Du haut de votre gloire, vous avez chié sur le monde entier, puis vous vous êtes pognée avec les Français sur le sujet du cul; déjà, je me souviens vaguement d'un papier vraiment pas gentil dans Libé. Alors vous êtes revenue ici et vous êtes devenue «people». C'est là que j'ai cessé de vous haïr pour vous trouver drôle.
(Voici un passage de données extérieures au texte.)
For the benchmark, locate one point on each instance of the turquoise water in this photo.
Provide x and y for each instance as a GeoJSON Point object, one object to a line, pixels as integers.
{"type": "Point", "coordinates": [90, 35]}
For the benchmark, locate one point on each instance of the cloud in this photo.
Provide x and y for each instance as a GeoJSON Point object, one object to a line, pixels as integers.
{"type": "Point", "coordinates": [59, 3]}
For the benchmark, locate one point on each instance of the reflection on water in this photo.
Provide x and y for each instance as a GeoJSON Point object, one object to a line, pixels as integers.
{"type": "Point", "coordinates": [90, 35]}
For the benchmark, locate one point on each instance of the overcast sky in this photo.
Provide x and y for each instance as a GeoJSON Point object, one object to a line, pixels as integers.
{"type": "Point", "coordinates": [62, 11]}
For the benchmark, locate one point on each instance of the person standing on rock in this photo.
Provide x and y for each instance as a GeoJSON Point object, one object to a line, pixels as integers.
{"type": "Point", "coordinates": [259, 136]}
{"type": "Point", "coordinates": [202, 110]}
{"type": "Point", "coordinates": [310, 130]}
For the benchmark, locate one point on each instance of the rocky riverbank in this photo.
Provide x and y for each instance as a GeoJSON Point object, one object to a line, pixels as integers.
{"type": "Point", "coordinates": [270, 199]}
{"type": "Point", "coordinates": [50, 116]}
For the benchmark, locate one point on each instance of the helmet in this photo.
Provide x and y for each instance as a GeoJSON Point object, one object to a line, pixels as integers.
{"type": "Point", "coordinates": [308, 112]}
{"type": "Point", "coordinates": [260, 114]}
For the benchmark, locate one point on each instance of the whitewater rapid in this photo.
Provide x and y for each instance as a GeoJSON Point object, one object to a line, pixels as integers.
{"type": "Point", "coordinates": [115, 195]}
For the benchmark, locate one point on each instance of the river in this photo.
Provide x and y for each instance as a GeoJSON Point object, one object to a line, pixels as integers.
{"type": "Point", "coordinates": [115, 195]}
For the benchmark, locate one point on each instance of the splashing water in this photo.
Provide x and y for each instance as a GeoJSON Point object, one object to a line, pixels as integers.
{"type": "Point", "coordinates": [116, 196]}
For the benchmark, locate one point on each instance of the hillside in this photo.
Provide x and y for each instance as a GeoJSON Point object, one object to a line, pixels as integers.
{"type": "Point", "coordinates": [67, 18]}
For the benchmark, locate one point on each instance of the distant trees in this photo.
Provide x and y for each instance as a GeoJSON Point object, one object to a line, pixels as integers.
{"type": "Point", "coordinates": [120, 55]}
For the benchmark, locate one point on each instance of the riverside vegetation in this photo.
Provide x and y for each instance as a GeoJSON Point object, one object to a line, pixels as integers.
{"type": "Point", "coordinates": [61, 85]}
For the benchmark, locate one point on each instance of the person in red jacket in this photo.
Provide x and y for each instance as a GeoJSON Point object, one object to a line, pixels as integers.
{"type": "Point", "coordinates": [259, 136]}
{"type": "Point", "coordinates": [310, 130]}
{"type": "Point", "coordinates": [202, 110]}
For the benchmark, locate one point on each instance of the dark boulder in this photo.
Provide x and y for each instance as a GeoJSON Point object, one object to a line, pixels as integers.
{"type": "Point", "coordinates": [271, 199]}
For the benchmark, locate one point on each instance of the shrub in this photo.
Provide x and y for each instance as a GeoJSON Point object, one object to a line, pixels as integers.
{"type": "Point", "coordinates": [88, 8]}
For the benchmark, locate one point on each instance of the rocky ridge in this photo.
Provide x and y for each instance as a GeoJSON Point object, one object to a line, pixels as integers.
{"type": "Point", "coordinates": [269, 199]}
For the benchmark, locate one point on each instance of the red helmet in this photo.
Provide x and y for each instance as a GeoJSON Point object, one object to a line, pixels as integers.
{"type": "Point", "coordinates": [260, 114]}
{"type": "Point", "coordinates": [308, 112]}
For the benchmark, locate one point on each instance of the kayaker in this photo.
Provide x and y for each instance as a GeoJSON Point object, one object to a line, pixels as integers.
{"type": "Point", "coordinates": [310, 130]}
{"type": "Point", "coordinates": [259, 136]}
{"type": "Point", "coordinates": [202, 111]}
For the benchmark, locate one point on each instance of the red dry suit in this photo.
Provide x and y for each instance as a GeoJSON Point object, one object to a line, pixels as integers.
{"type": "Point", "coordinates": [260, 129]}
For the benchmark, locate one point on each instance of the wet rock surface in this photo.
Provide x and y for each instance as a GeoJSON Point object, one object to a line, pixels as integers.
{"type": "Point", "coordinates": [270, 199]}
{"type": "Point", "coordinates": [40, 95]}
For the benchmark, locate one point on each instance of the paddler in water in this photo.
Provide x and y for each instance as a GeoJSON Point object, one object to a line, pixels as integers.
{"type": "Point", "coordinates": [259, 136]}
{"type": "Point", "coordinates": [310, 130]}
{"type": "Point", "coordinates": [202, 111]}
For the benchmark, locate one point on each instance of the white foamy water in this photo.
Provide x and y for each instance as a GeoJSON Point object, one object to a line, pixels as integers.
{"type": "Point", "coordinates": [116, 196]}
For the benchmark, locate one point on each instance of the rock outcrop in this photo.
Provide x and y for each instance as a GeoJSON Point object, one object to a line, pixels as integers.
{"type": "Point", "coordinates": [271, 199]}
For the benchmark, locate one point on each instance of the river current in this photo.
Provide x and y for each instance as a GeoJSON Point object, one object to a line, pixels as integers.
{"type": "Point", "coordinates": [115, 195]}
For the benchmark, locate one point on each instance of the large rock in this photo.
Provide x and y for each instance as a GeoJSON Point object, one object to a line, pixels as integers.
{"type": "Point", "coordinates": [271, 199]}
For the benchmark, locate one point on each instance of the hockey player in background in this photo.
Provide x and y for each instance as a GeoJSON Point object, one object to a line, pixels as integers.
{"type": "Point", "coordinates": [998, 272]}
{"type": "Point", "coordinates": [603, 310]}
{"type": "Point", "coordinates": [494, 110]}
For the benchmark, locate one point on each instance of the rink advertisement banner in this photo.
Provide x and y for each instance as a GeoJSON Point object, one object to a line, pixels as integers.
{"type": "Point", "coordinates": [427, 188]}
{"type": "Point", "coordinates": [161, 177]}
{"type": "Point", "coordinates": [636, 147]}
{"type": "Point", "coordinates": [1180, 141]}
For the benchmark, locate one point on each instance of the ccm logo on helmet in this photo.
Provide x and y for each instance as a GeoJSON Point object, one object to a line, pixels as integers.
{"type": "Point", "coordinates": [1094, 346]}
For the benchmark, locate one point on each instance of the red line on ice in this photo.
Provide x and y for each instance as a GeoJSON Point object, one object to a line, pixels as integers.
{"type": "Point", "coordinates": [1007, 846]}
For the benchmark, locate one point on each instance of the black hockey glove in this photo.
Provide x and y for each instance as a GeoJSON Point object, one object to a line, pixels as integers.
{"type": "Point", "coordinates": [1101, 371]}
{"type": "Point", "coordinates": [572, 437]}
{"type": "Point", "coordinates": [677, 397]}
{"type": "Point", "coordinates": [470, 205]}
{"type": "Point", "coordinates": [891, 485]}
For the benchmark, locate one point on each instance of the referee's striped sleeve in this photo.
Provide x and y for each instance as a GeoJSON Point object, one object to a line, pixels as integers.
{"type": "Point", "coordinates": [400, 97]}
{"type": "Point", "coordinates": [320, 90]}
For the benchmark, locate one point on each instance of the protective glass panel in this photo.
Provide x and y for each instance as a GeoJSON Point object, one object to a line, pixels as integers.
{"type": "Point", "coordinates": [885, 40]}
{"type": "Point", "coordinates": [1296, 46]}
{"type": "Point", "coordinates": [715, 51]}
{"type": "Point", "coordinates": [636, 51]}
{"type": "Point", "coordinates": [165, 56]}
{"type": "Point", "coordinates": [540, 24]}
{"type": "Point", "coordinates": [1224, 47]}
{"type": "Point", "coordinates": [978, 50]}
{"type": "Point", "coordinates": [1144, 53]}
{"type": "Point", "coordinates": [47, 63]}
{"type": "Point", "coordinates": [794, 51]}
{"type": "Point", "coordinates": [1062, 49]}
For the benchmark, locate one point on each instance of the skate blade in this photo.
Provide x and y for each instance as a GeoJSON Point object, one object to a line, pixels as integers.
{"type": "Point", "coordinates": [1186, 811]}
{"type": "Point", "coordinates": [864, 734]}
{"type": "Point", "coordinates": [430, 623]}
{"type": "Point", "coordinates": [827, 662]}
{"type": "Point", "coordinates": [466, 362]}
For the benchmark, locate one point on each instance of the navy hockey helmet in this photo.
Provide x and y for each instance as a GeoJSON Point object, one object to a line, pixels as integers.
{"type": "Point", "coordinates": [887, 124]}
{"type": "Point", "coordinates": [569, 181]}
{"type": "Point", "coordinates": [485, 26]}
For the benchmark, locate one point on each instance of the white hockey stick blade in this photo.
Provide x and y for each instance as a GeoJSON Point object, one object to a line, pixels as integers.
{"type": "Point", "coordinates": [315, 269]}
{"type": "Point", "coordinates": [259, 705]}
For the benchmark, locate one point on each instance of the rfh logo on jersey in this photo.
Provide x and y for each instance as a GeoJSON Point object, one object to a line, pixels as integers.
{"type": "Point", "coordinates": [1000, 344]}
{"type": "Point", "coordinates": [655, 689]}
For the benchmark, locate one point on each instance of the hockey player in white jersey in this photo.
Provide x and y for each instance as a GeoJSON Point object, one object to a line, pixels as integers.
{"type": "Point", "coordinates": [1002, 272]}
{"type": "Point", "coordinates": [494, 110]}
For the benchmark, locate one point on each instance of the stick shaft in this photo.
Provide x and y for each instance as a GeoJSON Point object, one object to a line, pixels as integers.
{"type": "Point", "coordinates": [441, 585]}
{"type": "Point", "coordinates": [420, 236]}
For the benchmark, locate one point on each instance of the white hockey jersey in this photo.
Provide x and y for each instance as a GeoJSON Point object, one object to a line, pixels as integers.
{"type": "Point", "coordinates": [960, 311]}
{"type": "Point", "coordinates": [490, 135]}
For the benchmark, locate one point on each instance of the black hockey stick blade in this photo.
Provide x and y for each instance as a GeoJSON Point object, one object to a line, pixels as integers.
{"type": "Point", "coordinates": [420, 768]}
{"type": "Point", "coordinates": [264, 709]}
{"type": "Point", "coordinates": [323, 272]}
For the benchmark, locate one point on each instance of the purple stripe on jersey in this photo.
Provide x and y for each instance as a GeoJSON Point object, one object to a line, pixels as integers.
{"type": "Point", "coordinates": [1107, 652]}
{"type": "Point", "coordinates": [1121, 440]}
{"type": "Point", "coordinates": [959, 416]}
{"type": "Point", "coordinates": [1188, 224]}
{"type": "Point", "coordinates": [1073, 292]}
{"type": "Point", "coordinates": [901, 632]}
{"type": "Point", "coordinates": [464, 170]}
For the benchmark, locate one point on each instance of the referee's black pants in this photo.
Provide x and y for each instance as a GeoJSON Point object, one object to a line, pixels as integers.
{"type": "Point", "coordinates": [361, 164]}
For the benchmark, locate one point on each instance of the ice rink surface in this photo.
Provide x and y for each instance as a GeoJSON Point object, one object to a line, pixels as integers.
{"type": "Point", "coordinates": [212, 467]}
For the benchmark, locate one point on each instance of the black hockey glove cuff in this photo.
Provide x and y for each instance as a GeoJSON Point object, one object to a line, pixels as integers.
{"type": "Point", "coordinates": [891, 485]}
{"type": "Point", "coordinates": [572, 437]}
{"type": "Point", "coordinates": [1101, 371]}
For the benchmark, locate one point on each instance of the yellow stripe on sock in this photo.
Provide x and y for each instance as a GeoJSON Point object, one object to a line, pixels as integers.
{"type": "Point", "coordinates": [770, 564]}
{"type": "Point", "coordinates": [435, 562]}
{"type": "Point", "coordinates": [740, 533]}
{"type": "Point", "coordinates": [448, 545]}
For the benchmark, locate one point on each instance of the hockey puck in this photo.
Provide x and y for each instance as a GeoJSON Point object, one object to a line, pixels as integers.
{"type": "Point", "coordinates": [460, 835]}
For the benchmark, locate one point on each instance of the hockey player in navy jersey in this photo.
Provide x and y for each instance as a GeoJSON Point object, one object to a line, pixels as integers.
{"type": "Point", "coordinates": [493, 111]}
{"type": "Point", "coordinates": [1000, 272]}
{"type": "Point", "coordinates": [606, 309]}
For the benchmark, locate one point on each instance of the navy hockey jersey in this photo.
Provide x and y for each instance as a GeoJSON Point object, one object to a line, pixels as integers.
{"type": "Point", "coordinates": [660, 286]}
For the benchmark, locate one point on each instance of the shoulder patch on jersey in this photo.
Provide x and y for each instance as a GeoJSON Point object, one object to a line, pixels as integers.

Je me souviens aussi d'un essai que vous avez écrit en collaboration avec un psychiatre qui devait être radié par la suite par le Collège des médecins pour... rappelez-moi donc pourquoi, déjà? Je ne vous reproche pas cette douteuse collaboration. Je m'étonne seulement que vous ayez pu manquer d'intuition à ce point dans son cas, et en montrer autant pour faire mon portrait. Ah si, madame, votre portrait, enfin le mien, est très juste sur bien des points.

Vous me dites snob; c'est épouvantablement vrai. Vous me dites pervers; c'est assez évident. Vous me dites lettré; vous exagérez à peine. Vous me dites intelligent, même très intelligent; j'en rougis, mais bon, j'eusse trouvé plus crédible que cela vienne de quelqu'un qui l'est aussi.

Il n'y a que sur le fond, finalement, qu'on ne s'entende pas.

Je m'excuse, lecteurs, d'y revenir une troisième fois. C'est pas moi, c'est elle.

Je posais dans une première chronique que le Québec est peut-être malade de son cul, par la faute de se l'être trop fait pogner par ses mononcles, d'où le titre: mon oncle Alfred.

Ici, peut-être bien que je déconne. Peut-être bien, comme me le faisait observer un confrère, que le Québec n'est pas plus malade de son cul que le Danemark ou le Cambodge. Tout le monde il est malade de son cul, me disait-il; chacun le soigne à sa façon.

Mettons.

Je n'en repose pas moins ma question: l'hystérique réaction de l'ensemble de la population, quand survient un fait divers de cul impliquant un adulte et un enfant, n'ajoute-t-elle pas au traumatisme de la victime?

Banalisons un tout petit peu, ai-je écrit. Le mot a fait frémir. Je voulais dire qu'il y a des lois, des juges, la DPJ qui fait très bien son travail la plupart du temps; pas la peine d'en appeler au lynchage, pas la peine d'exciter la foule, carnassière d'avance.

Dans la seconde chronique, une petite fille attouchée par son père disait qu'elle «n'avait pas détesté». On me prête d'insinuer que tout est correct puisqu'elle n'a pas détesté. Branchez-vous, madame Chose: ou je suis très intelligent ou je suis un total demeuré. Bien évidemment, le traumatisme est d'autant plus grave, d'AUTANT PLUS GRAVE, que la victime n'a pas détesté; ma question reste la même: l'hystérie collective ne plombe-t-elle pas un peu plus la culpabilité des victimes?

Dans l'actualité en ce moment, deux jeunes, 17 et 18 ans, qui ont perdu la maîtrise de leur char et sont allés tuer une petite fille de 2 ans, Bianca, qui jouait devant chez elle. Calme très plat du côté de l'opinion publique. Personne ne parle d'aller arracher les couilles de ces deux morrons. Fait longtemps qu'il n'y a plus rien à banaliser quand il est question de jeunes qui font les cons dans un char, vroum, vroum; on ne va quand même pas gâcher leur vie pour une bêtise de jeunesse.

Froidures hâtives, disais-je. Jamais le Québec ne m'a paru aussi pâle qu'en cet automne, qui fut pourtant aussi rouge que les autres. Envie de partir. Ce doit être pour cela que je me suis jeté dans toutes ces lectures de voyage en même temps. J'inclus le voyage de Sôseki autour de sa maladie, Le vide et le plein, et les déliés de Bouvier, et pour faire bonne mesure la relecture de Tristes tropiques (1), surtout pour le coucher de soleil des premières pages - des petits coins de l'horizon jouissaient encore d'une vie éphémère et indépendante dans toutes les variantes du rose et du jaune: crevette, saumon, lin, paille... Quand on pense que ce type-là n'était qu'anthropologue; imaginez s'il avait été écrivain comme Mme Bombardier.

(1) Le vide et le plein, de Nicolas Bouvier, Folio. Choses dont je me souviens, de Sôseki, Picquier poche. Tristes tropiques, de Claude Lévi-Strauss, Pocket.